D’autres caractéristiques d’Illacme plenipes sont détaillées dans l’article. Comme les autres membres de la famille des Siphonorhinidae, l’invertébré n’a pas d’œil. Il se distingue également par un métentéron (la partie postérieure du tube digestif) en tire-bouchon, comme il est représenté sur le schéma : cette organisation en spirale permet d’augmenter la surface de contact entre les aliments et la paroi du tube pour améliorer l’absorption des nutriments. Sachant que les mandibules semblent adaptées à la consommation des fluides contenus dans les plantes ou les champignons, les biologistes pensent que l’invertébré suit un régime pauvre, d’où la nécessité de tirer le meilleur parti des aliments ingérés.

L’animal semble confiné dans un petit périmètre de 4,5 km de diamètre en Californie. Comment expliquer que d’autres membres de la famille d’arthropodes se retrouvent un peu partout dans l’hémisphère sud (Himalaya, Nouvelle-Zélande ou Afrique du Sud) ? Pour les biologistes, il aurait existé un ancêtre commun avant la dislocation du supercontinent de la Pangée il y a plus de 200 millions d’années, et ses descendants auraient ensuite évolué séparément sur chaque continent.

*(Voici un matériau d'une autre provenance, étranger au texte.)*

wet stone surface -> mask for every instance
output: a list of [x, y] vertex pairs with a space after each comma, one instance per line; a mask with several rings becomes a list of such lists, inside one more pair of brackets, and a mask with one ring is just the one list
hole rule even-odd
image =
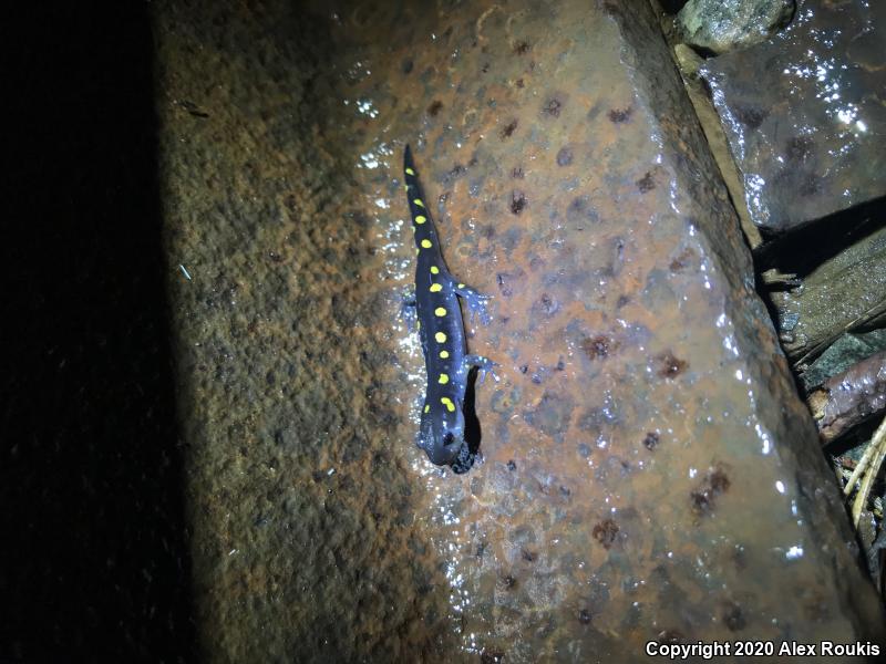
[[677, 14], [688, 44], [724, 53], [764, 41], [794, 13], [794, 0], [689, 0]]
[[783, 33], [702, 69], [762, 229], [886, 195], [884, 44], [886, 3], [806, 0]]
[[[876, 631], [648, 3], [288, 8], [155, 9], [205, 658]], [[450, 269], [493, 295], [463, 475], [414, 444], [406, 142]]]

L’espèce qui a échoué en Californie y a survécu grâce au climat particulier de la région, et notamment au fameux fog qui recouvre fréquemment San Francisco et ses environs. Que va devenir le recordman du nombre de pattes à l’heure du réchauffement climatique, alors que la fréquence des brumes a déjà reculé de 33 % au cours du siècle dernier d’après une étude datant de 2010 (voir à ce sujet l’article San Francisco 2099) ? Sa myriade de pattes ne lui suffira sans doute pas pour fuir vers des cieux plus cléments.

Source : P.E. Marek et al., A redescription of the leggiest animal, the millipede Illacme plenipes, with notes on its natural history and biogeography (Diplopoda, Siphonophorida, Siphonorhinidae), Zookeys, 14 novembre 2012.